Et voici que le poète, se détournant de la lumière et de ses pompes, plonge son regard dans le gouffre béant de « la nuit sainte, ineffable, mystérieuse ». Lue mystique ivresse, soudain, lui monte au cœur.

« As-tu donc, ô sombre Nuit, toi aussi un cœur d’homme… Tu n’es redoutable qu’en apparence.— Un baume précieux tombe goutte à goutte de la gerbe de pavots que porte ta main.

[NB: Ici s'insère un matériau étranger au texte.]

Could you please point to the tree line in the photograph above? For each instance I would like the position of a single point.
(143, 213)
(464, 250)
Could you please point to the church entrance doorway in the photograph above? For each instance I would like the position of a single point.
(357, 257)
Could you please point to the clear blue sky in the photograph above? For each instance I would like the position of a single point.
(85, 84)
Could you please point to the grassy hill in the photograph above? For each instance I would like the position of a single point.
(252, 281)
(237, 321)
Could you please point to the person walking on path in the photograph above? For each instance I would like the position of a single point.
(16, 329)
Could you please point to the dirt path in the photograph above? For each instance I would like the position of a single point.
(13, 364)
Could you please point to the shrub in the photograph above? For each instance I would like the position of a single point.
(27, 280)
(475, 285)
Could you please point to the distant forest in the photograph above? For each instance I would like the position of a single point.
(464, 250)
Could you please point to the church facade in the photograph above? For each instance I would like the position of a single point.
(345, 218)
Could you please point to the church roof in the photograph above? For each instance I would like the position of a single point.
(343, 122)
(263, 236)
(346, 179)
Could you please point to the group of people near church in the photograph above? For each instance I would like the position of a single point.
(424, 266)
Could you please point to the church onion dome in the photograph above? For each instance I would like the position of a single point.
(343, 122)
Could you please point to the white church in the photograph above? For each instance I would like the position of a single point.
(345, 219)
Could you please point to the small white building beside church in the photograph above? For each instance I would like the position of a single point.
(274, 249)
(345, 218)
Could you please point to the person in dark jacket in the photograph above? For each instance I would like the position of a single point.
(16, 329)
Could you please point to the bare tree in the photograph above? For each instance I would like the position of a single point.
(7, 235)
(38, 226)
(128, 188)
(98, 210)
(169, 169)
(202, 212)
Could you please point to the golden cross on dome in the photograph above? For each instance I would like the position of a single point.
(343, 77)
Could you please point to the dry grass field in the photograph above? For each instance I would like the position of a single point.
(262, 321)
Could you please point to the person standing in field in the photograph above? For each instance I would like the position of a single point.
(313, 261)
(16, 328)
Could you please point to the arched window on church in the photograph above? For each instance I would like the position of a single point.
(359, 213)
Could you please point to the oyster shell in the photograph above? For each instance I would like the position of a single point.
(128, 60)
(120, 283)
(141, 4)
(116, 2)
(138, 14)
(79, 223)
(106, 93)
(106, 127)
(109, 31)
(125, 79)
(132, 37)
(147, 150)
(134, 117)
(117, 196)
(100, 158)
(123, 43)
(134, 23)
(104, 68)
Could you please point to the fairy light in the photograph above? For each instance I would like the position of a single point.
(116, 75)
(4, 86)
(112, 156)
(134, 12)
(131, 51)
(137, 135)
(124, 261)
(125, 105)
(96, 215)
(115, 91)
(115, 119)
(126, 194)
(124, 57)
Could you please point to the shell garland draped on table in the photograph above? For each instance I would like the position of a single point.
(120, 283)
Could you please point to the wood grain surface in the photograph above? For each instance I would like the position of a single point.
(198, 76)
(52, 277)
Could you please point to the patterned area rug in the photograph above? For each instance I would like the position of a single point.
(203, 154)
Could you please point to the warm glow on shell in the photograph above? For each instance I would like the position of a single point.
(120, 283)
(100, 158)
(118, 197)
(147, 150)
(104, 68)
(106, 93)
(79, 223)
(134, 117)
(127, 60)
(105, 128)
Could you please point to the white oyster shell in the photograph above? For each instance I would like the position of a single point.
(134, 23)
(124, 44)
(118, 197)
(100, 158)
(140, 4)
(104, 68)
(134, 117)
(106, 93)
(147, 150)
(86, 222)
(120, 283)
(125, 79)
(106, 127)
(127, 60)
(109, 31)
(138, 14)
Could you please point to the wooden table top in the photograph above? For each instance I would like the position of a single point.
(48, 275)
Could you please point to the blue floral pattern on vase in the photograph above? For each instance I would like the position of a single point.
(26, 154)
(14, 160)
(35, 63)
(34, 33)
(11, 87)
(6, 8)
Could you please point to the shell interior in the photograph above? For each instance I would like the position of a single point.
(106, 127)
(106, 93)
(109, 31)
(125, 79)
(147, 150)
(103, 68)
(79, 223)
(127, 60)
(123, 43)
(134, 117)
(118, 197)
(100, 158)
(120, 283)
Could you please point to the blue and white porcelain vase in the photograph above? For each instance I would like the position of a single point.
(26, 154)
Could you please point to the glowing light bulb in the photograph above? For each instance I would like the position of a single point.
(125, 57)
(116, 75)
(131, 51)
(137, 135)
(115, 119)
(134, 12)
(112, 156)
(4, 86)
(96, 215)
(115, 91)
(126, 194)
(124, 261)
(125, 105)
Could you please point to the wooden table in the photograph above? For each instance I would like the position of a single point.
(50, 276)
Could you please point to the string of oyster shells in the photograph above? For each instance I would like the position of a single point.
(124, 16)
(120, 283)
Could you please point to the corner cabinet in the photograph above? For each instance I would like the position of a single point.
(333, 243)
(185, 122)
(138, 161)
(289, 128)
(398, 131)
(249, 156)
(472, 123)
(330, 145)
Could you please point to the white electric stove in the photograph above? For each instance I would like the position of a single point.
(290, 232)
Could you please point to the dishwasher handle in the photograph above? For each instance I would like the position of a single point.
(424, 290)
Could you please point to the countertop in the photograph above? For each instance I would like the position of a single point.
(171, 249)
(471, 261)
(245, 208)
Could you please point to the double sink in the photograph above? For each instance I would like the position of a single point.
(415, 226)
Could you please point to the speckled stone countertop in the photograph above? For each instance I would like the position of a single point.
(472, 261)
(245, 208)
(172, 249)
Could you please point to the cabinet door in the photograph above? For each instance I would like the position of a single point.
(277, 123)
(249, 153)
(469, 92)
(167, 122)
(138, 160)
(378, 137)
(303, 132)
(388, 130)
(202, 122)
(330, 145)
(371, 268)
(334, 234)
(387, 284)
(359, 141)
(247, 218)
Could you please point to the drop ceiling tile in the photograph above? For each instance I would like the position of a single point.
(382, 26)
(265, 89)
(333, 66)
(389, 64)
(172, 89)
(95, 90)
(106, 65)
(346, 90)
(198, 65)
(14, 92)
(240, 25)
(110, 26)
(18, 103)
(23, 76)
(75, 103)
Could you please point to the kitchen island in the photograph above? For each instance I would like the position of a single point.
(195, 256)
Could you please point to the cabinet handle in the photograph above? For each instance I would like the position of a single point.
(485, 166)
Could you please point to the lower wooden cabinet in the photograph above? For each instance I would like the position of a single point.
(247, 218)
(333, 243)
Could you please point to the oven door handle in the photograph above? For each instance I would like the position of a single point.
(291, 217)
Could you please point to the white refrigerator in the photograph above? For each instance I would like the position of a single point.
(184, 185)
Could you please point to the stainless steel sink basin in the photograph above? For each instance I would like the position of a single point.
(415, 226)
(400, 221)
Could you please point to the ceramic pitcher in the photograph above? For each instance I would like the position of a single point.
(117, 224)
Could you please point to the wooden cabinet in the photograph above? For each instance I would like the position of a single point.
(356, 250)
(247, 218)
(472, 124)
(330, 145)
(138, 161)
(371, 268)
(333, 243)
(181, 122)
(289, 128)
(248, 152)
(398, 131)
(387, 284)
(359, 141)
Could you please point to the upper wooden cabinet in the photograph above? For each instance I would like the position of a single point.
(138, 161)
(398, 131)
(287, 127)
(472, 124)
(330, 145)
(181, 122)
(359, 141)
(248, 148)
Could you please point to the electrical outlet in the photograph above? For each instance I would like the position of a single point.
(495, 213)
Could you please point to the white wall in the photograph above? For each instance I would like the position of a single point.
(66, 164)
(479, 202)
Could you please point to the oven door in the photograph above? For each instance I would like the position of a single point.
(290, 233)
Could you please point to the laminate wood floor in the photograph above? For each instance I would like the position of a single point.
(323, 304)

En une douce ivresse tu déploies les ailes alourdies de l’aine, et tu nous donnes des voluptés obscures et ineffables, mystérieuses comme toi — des voluptés qui sont un pressentiment du ciel. Combien pauvre et enfantine me semble à présent la lumière et son univers diapré. Combien désiré et béni le départ du Jour. Ainsi donc — c’est parce que la Nuit détournait de toi tes serviteurs que tu semas à travers l’immensité de l’espace les astres étincelants afin de proclamer ta toute puissance et ton retour, au temps de ton absence. Plus célestes que les étoiles qui scintillent dans l’immensité du ciel nous paraissent ces yeux infinis que la Nuit ouvre en nous : ils voient plus loin que les plus pâles d’entre ces astres innombrables ; sans qu’il soit besoin de lumière, ils pénètrent dans les profondeurs d’un cœur aimant… »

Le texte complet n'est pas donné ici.